Jesus responde a essa questão no trecho do evangelho de hoje.
Uma
delegação de fariseus e escribas foi enviada de Jerusalém para
verificar a ortodoxia desse Jesus Nazareno, que se tornara famoso e que
muitos consideravam um profeta (Mc 6,14-15). Eles veem que alguns dos
seus discípulos comem com as “mãos impuras”, ou seja, não lavadas,
escandalizam-se e interrogam Jesus a respeito.

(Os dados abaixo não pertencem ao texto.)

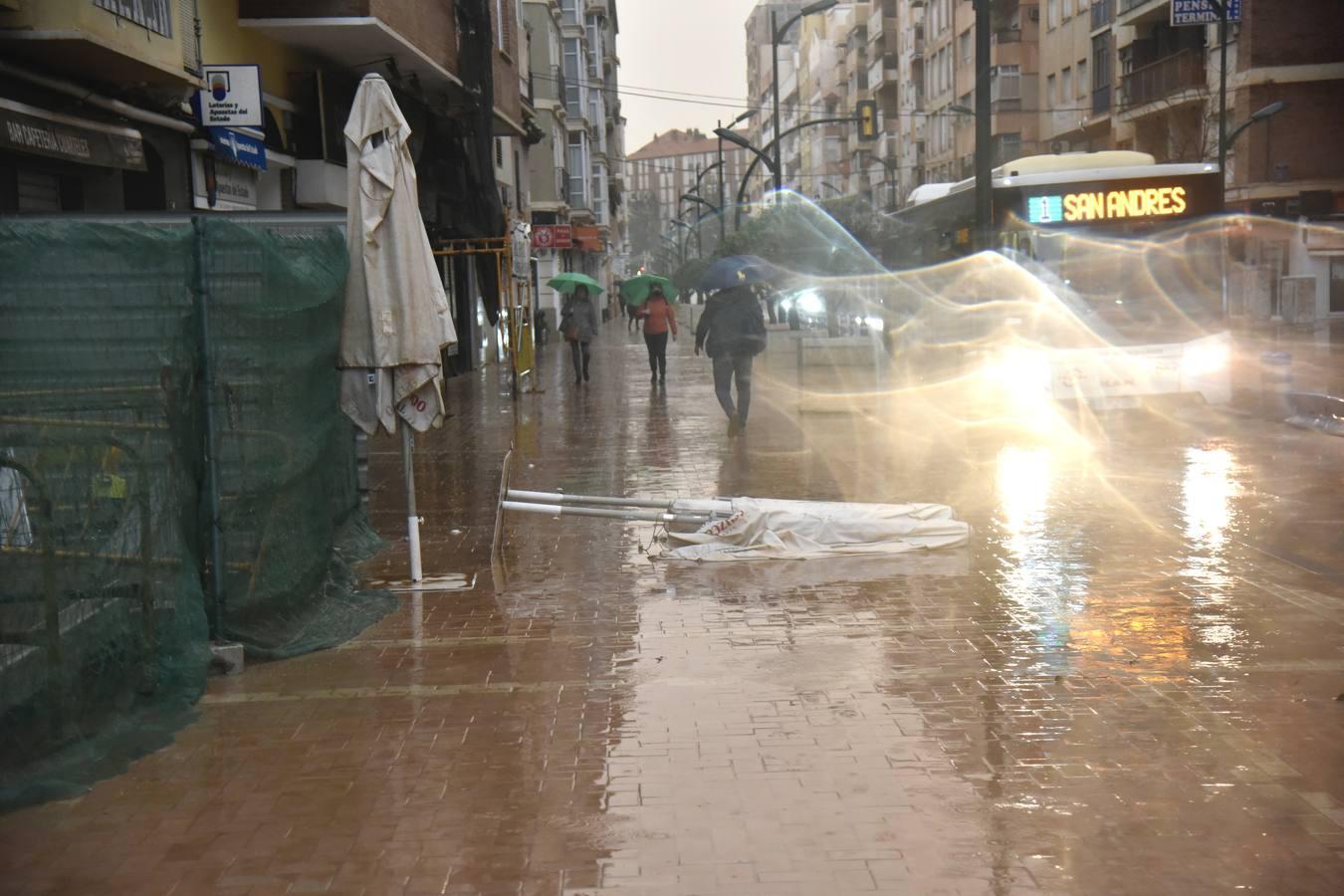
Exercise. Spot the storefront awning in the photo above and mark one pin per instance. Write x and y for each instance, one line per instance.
(39, 131)
(239, 146)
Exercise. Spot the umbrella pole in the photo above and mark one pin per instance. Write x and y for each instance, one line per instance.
(411, 518)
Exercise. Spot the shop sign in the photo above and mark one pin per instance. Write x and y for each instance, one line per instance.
(1201, 12)
(231, 97)
(553, 237)
(35, 130)
(239, 148)
(221, 185)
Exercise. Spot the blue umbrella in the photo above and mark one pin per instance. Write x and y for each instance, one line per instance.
(737, 270)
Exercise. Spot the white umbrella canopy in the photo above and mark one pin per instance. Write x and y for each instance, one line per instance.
(396, 316)
(396, 320)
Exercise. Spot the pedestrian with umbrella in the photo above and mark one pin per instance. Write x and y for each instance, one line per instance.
(578, 318)
(651, 297)
(732, 331)
(396, 320)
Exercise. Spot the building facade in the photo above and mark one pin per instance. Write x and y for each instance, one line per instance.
(657, 176)
(104, 105)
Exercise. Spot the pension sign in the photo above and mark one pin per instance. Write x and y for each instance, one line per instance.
(1108, 204)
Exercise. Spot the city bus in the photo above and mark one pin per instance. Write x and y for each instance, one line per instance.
(1128, 251)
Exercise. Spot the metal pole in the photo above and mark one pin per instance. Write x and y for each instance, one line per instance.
(723, 222)
(984, 164)
(1222, 95)
(1222, 140)
(411, 518)
(775, 89)
(211, 449)
(606, 514)
(561, 497)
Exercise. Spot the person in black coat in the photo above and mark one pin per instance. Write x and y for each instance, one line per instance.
(732, 332)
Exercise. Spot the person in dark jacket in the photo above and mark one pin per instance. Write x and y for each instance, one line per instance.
(732, 331)
(579, 316)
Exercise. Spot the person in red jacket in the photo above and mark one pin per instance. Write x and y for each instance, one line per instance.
(659, 319)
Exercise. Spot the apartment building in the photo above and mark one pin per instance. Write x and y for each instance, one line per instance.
(824, 92)
(669, 166)
(760, 127)
(951, 85)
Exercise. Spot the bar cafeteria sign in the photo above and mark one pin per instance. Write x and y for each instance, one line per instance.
(231, 97)
(553, 237)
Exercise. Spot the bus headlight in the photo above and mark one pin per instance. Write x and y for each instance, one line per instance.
(1021, 372)
(1202, 360)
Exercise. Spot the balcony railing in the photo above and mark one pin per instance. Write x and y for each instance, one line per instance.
(1104, 12)
(549, 85)
(1164, 77)
(1101, 100)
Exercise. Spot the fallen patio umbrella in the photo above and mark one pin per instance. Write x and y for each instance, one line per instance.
(396, 319)
(742, 528)
(636, 291)
(568, 281)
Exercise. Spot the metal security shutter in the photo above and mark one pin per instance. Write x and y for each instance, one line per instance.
(187, 31)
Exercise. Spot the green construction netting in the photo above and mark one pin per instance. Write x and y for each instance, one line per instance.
(110, 335)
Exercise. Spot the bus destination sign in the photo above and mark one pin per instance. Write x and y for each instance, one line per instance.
(1108, 204)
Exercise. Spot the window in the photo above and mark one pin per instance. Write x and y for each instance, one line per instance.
(594, 46)
(154, 15)
(572, 87)
(1005, 84)
(578, 169)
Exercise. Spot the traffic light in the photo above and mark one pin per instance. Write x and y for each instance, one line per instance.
(867, 114)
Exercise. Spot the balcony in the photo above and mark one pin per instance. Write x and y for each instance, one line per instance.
(1133, 12)
(1163, 78)
(421, 38)
(1102, 14)
(145, 45)
(1101, 101)
(550, 87)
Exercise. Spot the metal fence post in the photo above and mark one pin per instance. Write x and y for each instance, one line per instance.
(206, 380)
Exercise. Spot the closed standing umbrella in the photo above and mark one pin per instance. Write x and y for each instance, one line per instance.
(396, 318)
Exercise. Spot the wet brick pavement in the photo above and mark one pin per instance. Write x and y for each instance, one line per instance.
(1124, 684)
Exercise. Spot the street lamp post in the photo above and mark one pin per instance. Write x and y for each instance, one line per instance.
(1259, 114)
(984, 164)
(764, 154)
(737, 121)
(893, 168)
(776, 37)
(1221, 8)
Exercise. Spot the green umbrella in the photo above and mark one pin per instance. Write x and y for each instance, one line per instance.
(636, 289)
(566, 283)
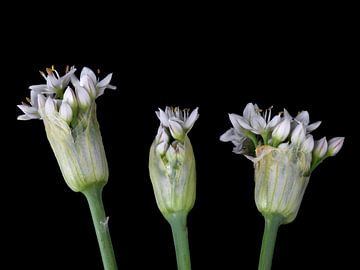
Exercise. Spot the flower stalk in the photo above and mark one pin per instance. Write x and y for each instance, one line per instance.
(93, 196)
(180, 235)
(284, 156)
(272, 223)
(173, 175)
(72, 129)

Jesus repreende-os,
chamando-os de hipócritas, citando o profeta Isaías: “Este povo honra-me
com os lábios, mas o seu coração está longe de mim”. Eles cuidam do
exterior, mas negligenciam o interior. Sim, têm as mãos limpas, mas o
coração impuro. Jesus conclui a sua denúncia profética afirmando: “Vós
anulais a palavra de Deus com a vossa tradição” (v. 13).
Pontos de reflexão
1. A conversão do olhar.
A questão da pureza ritual era muito importante na época de Jesus.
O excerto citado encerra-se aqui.